The problem with that is currently, the available memory scales with the class o...

buildbot · on Jan 11, 2023

Technically this is not true- there are a lot of techniques to shard models and store activation between layers or even smaller subcomponents of the network. For example, you can split the 175B parameter bloom model into separate layers, load up a layer, read the prev. layers input from disk, and save the output to disk.

And NVIDIA does make cards like you are asking for - the A100 is the fast memory offering, the A40 the bulk slower memory (though they added the 80GB A100 and did not double the A40 to 96GB so this is less true now than the P40 vs P100 gen).
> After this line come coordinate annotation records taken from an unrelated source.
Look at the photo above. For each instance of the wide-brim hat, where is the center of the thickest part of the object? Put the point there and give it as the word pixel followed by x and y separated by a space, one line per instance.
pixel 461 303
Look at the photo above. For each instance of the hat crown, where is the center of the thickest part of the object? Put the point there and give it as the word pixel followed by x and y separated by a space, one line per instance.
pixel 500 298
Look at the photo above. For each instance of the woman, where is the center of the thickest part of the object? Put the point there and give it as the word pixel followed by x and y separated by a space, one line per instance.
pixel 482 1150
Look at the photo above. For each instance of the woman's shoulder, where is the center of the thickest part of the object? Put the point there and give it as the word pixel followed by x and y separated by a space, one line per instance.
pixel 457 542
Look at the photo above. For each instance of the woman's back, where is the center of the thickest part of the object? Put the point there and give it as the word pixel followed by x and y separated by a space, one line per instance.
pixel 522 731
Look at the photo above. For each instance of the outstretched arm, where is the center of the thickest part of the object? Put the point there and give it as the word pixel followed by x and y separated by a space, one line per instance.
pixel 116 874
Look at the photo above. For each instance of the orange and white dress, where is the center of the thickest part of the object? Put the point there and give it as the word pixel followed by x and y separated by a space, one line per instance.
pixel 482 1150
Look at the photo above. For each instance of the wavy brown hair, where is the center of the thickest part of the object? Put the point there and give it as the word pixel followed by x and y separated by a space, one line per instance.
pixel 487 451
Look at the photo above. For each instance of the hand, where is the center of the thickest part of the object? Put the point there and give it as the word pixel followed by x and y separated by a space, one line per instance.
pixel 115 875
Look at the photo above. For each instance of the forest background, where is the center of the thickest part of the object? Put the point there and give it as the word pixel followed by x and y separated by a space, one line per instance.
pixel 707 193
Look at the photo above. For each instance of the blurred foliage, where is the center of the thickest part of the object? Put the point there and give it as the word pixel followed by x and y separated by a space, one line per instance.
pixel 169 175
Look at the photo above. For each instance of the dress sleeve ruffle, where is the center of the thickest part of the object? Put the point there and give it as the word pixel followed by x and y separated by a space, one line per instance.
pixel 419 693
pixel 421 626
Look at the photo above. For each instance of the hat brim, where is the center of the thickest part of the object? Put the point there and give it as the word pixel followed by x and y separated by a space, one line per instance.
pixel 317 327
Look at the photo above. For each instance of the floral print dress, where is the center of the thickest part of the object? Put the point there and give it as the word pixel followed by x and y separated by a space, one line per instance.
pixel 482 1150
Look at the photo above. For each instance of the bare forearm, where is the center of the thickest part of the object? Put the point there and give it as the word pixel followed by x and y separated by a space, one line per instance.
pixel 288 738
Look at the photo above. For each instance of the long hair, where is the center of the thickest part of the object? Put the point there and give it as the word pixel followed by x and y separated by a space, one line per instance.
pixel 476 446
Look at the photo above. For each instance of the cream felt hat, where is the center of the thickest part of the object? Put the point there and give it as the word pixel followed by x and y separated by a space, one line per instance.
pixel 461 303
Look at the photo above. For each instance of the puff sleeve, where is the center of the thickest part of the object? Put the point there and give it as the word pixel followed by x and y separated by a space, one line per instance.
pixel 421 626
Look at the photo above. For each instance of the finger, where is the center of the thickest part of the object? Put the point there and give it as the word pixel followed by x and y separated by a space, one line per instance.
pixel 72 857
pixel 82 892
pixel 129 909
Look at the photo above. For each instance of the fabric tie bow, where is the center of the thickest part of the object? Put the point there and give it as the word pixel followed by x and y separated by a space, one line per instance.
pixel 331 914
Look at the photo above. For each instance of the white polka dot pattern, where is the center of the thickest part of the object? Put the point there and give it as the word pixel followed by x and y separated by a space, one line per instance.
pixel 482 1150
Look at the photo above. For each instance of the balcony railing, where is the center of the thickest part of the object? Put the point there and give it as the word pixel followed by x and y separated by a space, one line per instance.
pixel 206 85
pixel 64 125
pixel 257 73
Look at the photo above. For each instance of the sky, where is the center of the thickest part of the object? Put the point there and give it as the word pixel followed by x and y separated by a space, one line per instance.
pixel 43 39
Oddly, you can get close to what you are asking for with a M1 Mac Studio - 128GB of decently fast memory with a GPU that is ~0.5x a 3090 in training.

sbrother · on Jan 12, 2023

Do you know if there's any work on peer-to-peer clustering of GPU resources over the internet? Imagine a few hundred people with 1-4 3080Tis each, running software that lets them form a cluster large enough to train and/or run a number of LLMs. Obviously the latency between shards would be orders of magnitude higher than a colocated cluster, but I wonder if that could be designed around?

pizza · on Jan 12, 2023

Bloom-petals

sbrother · on Jan 12, 2023

Amazing. Thank you.

pizza · on Jan 13, 2023

No prob. I think it’s a great idea

amelius · on Jan 11, 2023

I guess this would only become a reality if games started requiring these cards.